Experts say the risk of being addicted to the highly-popular game is increased because it is a feast for the senses.
This is especially since it is an augmented reality game, which requires players to have a live direct or indirect view of their physical surroundings.
“The risk of addiction is increased as there are multiple sensory bombardments that sustain playing Pokémon GO.
“Such sensory bombardments are continuous, leading to pleasure and satisfaction highs once players level up in the game and are motivated to continue,” explains Universiti Sains Malaysia criminologist and psychologist Dr Geshina Ayu Mat Saat.
She says this can be dangerous as it makes individuals dependent on the game for pleasure or happiness and some people may confuse the two.
“It could also lead to despair when the game is concluded, when they experience problems, or when a level objective could not be met.

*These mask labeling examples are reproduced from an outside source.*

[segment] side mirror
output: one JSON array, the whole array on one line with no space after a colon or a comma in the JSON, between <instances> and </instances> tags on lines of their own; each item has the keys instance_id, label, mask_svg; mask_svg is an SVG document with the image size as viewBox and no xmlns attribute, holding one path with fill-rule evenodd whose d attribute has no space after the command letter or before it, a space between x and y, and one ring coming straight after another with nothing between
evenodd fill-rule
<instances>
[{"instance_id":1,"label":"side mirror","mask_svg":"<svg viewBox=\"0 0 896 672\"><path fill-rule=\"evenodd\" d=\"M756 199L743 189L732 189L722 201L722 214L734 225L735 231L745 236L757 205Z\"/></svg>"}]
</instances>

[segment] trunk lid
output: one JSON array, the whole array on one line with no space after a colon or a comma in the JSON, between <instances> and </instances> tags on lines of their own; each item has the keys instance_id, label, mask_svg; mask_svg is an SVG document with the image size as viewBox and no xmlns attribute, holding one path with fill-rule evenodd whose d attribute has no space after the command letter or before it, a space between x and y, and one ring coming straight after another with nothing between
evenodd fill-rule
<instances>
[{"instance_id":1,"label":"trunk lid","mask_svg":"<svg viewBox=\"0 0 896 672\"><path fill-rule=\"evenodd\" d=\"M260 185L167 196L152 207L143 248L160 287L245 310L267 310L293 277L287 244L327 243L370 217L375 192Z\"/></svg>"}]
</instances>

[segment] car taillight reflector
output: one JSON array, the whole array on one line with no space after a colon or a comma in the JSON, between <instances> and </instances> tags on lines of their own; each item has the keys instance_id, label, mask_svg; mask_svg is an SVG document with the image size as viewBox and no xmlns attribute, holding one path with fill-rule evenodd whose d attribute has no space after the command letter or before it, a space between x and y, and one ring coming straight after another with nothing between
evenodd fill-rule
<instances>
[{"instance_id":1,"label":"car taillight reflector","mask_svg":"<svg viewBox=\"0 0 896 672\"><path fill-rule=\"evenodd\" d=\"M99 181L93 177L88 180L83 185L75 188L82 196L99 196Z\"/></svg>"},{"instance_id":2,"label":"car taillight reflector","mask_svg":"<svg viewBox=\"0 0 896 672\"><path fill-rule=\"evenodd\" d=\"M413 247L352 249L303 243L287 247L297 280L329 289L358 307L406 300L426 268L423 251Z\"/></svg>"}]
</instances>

“These are similar responses that an addict experiences. Normal functioning is disrupted, the least being in terms of sleeping and eating patterns,” Dr Geshina says.
Other aspects that could be affected are family interaction, work-life balance, carrying out responsibilities and daily tasks.
Dr Geshina finds that there are pros and cons to playing the game.
“On one hand, players will get more physical exercise, apply problem-solving skills, and have some social interaction when they meet other players in real life,” she says.
But on the other hand, too much focus on their phones may narrow their perception, leading to selective attention on the immediate environment to fulfil the needs of the game rather than a genuine appreciation of the outdoors.
“Social interaction may be limited to brusque questions of where the characters are, rather than polite or pleasant queries to initiate meaningful conversation,” says Dr Geshina.
She also notes that there is also a possibility that players, especially children, will be unable to separate between reality and the game as it blurs the lines and makes players a living game avatar.
Malaysian Mental Health Association deputy president and consultant psychiatrist Datuk Dr Andrew Mohanraj Chandrasekaran says people are generally eager to embrace new technology and will surely warm up to augmented reality games like Pokémon GO.
Describing the game as “taking it one step further”, he says one positive point of the game is that it can motivate people to get out more and connect with others with common interests.
“This is particularly relevant to people with introverted personalities and those suffering from depression.”
Dr Andrew, however, points out that the game can be a double-edged sword and could also work negatively in making people more engrossed in their phones.
“Ultimately, technology must be embraced for the right purpose – be it for recreational, therapeutic or competitive purposes.
“Technology can also be harmful, destroy interpersonal relationship, affect social cohesion, blur the lines between appropriate and inappropriate behaviour and cause confusion between reality and the virtual world.
“Knowing how to embrace technology in a balanced manner is the answer,” he says.